I do want to draw my own agenda in blogging not merely respond to what others say but when the belief of the largest section of the voting public at the last election is described by a constitutional politician as a virus, it’s difficult not to get side-tracked.
Vilifying opponents is stock-in-trade in politics and stuff like: Letting down the people, misleading them and getting priorities wrong is fine. It may even be right! I also think barbed and biting is good when anger is required but the insinuation that one creed is insidious, spreading among people who don’t want it, and is like an illness eating away at the collective psyche is quite a charge. It makes it sound as the voters are too stupid to be aware of what they’re doing.
Even the racial hatred of the BNP is unlikely to be considered a virus since it seems to be identifiable and contained, hardly spreading unseen throughout the land.
But nationalism – supported by the majority of voters in Scotland last time round – in the hands of Unionists becomes a sickness sneakily associated with…with what? After all a virus is a contagion that transforms those it touches even, in its political form, against their better judgment. Isn’t that what historians say happened to the German people in the 30s and 40s? Didn’t nationalisms erupt among the state-lets of the Balkans in the 90’s, a model beloved of George Robertson?
What did run through both these examples was hatred and an embedded and long-concealed drive for revenge for the wrongs of history. A warped version of common interest was imposed on those sentiments by the unscrupulous to give wings to the hate.
That nationalism can be abused is like saying socialism was distorted to justify Soviet communism, that capitalism can be turned from freedom of choice for the individual into a vehicle for the enrichment of a few at the expense of the many. Any common force or ideology falls prey to the unprincipled. Some even think that may have happened to Labour.
But what is nationalism? Is it Gordon Brown telling us all to run a Union Jack up the flagpole? Is it David Cameron telling us Britain is great during the Olympics? When British politicians talk of a history of fair play as a national characteristic, is that nationalism?
Just consider modern Germany as the best example of the transforming effects of this virus. During the national election this week there was a lot of talk about how the Germans organise their economy. A key element is the mittelstand, the vast array of small and middle-sized companies, many of them family concerns, generations old, often funded with equally long-term loans from regional banks, concentrating on quality manufacturing in niche markets. They provide local employment and stability in the community and healthy exports. It is a pan-German phenomenon for which there is no British equivalent. This system is an expression of German collective philosophy to which they all subscribe, a nationally agreed method of business which enriches all Germans, which is specific to them and from which they derive national pride. This is nationalism.
Over the border to the North is Denmark which has a century-old tradition of design in furniture, household goods, architecture and accessories. The people of Denmark embraced a functional design philosophy which still exits today and is supported by the government. Collectively, the Danes invested in an identifiable model of design which is an international badge of national identity. They take pride in it. It expresses something about who they are to the world and helps their economy. This too is nationalism.
Were you on the hill? (We’ll be asking that for a long time to come after the independence rally). When I was there I heard Elaine C Smith describe with blinding clarity what modern Scottish nationalism is about and she told the story of her family, of their aspirations, of the people of the east end of Glasgow with a barely-controlled fury. I realised as she spoke that there isn’t a single Labour woman I can think of who could have made that speech. She described a Scottish way of doing things which used to be owned by Labour but to which they have lost any rights. It was of a collective, a shared knowledge of need for all, a refusal to be dominated by the self-aggrandizing which first made its appearance in 1320 in the Declaration of Arbroath which warned that even the king would be overthrown if he defied the people. The concept of the people’s sovereignty was born. That is nationalism.

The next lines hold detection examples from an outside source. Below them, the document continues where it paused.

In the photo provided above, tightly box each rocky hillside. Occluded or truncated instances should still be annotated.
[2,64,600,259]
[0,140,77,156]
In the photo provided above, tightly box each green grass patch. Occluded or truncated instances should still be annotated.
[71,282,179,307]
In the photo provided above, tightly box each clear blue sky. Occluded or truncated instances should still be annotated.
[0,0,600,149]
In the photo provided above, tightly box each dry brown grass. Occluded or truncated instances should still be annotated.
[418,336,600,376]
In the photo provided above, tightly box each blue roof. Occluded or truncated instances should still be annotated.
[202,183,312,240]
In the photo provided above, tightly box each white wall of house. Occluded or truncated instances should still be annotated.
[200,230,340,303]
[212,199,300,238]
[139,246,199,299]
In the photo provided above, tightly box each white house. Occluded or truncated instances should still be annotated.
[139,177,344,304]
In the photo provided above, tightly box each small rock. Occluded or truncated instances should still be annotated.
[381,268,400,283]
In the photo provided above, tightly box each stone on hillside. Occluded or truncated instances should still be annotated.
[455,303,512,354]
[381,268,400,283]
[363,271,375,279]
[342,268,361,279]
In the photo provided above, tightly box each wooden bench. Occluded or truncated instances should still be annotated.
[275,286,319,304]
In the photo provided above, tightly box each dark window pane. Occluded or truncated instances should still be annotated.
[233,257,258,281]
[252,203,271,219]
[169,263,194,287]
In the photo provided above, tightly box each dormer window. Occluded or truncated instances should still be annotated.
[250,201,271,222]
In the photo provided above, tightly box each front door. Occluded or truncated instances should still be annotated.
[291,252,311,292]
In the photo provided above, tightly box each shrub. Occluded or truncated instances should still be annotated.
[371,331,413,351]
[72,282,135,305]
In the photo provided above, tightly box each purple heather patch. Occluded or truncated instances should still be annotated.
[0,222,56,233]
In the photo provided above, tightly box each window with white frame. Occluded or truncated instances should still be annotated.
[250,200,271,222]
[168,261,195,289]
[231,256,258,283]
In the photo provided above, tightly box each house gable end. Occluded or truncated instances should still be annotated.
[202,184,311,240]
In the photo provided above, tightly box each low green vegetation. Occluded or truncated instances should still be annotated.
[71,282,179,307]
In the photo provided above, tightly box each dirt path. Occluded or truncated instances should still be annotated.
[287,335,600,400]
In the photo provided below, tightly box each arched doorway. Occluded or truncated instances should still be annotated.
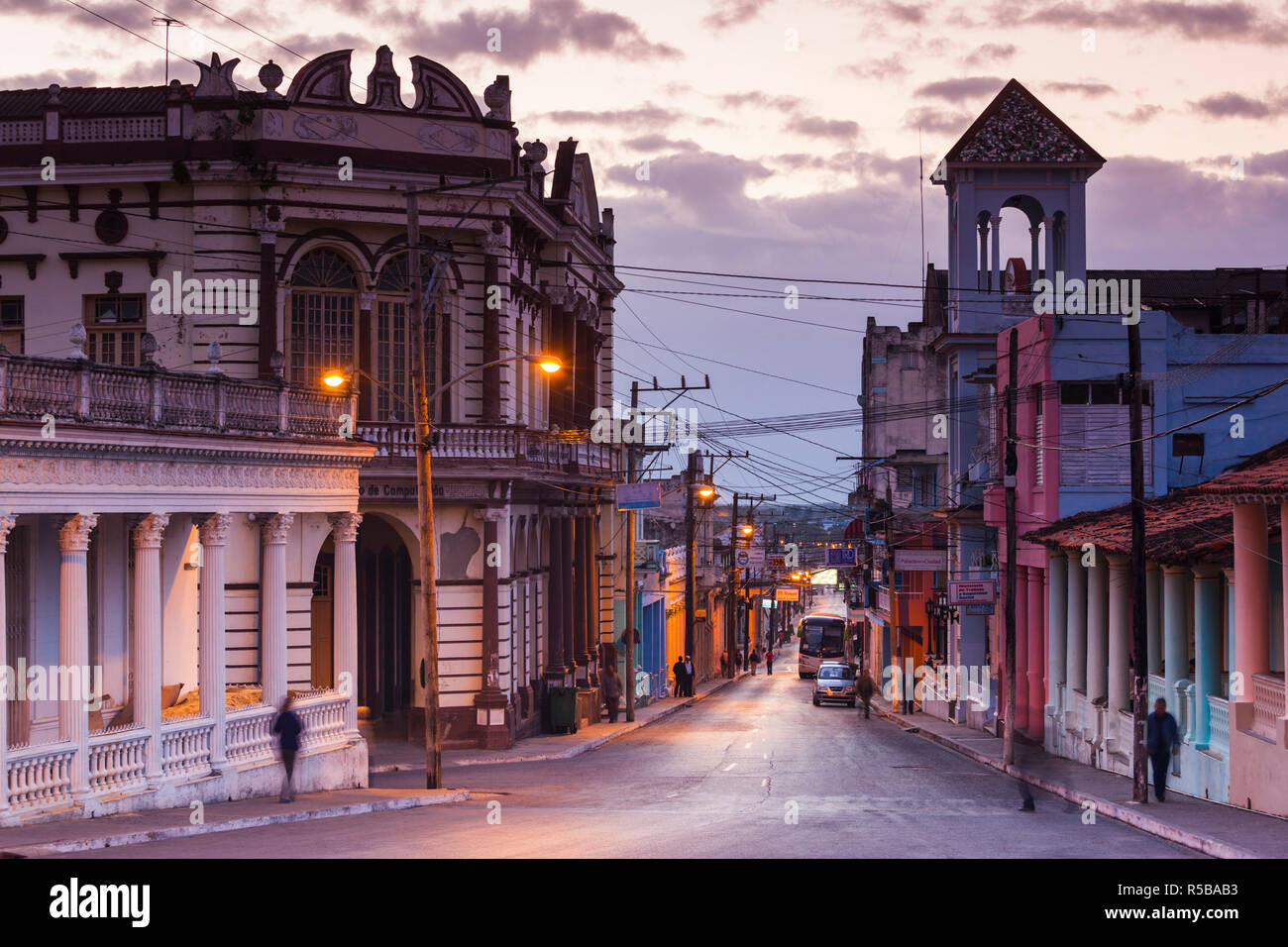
[357,513,419,738]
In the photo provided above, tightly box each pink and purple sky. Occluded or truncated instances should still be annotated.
[0,0,1288,502]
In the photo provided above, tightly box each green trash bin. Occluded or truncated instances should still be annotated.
[550,686,577,733]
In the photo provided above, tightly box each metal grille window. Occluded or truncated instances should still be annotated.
[85,292,147,366]
[290,250,358,384]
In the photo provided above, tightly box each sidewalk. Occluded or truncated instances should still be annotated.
[0,789,471,858]
[872,698,1288,858]
[368,674,748,775]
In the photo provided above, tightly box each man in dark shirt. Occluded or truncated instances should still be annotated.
[1145,697,1181,802]
[273,694,304,802]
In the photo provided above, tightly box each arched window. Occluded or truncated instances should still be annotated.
[288,248,358,384]
[375,253,451,421]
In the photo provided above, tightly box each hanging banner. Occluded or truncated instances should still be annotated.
[948,579,997,605]
[617,480,662,510]
[894,549,948,573]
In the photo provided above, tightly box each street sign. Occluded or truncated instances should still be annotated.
[894,549,948,573]
[827,546,859,566]
[948,579,997,605]
[617,480,662,510]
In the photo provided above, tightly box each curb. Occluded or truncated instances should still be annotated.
[873,704,1261,858]
[368,672,751,773]
[0,789,471,858]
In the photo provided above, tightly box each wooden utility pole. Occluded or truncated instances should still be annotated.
[622,381,640,723]
[1127,320,1149,804]
[407,193,443,789]
[1002,329,1020,767]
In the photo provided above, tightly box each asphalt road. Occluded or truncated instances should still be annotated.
[62,641,1192,858]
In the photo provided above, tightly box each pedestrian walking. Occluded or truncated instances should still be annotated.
[1145,697,1181,802]
[273,691,304,802]
[854,668,877,720]
[599,665,622,723]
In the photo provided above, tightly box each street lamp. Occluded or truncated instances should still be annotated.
[322,353,563,789]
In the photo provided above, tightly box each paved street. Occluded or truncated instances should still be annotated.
[67,644,1193,858]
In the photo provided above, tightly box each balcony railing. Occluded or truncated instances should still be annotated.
[0,353,356,440]
[357,423,617,474]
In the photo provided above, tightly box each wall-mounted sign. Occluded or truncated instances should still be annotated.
[617,480,662,510]
[894,549,948,573]
[827,546,859,566]
[948,579,997,605]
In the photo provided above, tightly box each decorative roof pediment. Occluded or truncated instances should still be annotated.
[945,78,1105,166]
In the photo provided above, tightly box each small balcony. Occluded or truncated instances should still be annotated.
[356,421,618,479]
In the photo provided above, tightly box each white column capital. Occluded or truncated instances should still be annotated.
[197,513,233,546]
[58,513,98,553]
[259,513,295,546]
[130,513,170,549]
[327,513,362,543]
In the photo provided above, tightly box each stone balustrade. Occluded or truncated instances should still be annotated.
[0,353,356,440]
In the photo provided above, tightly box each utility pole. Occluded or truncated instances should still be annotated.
[684,451,702,674]
[407,192,443,789]
[622,381,640,723]
[1127,320,1149,804]
[1002,329,1015,767]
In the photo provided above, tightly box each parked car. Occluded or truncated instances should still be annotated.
[814,661,857,707]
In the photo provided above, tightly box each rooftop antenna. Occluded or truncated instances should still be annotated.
[152,17,187,85]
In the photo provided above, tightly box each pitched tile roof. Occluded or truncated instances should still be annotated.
[945,78,1105,164]
[1024,441,1288,563]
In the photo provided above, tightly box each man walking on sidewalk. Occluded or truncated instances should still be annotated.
[1145,697,1181,802]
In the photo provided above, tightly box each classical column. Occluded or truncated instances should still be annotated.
[1015,566,1029,732]
[1026,566,1046,740]
[130,513,170,786]
[1231,502,1270,729]
[1150,566,1190,705]
[559,517,579,686]
[259,513,295,707]
[988,215,1002,292]
[1145,561,1163,674]
[545,517,568,686]
[568,517,590,684]
[1194,565,1221,750]
[327,513,362,738]
[197,513,232,771]
[1108,553,1130,721]
[58,513,98,797]
[1087,553,1109,701]
[1064,549,1087,702]
[1047,549,1070,712]
[0,513,15,811]
[1042,217,1055,282]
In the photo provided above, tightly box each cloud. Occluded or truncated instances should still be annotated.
[1111,104,1163,125]
[913,76,1006,103]
[718,91,805,112]
[966,43,1015,65]
[787,115,859,141]
[408,0,683,65]
[993,0,1288,47]
[0,69,99,89]
[1042,81,1115,98]
[1190,86,1288,119]
[702,0,770,30]
[903,106,975,136]
[841,54,910,78]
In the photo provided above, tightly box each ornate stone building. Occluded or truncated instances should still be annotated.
[0,47,621,811]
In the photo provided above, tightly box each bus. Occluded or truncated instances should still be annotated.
[796,612,847,678]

The only hatred I see is that – synthetic or not – generated by Johann Lamont and the British supremacists in the media whose cartoon bile this week showed how the Unionist image of a family of nations is a sick joke for a section of British society. I need to get on with the day now and I’ll come back to this later but don’t you wonder if Johann really believes this hate-filled claptrap? Or is it another example of someone perennially unsure of her own underlying beliefs searching for a way of getting media attention? If any of this really is her world view, rather than machine politics, you have to feel for her.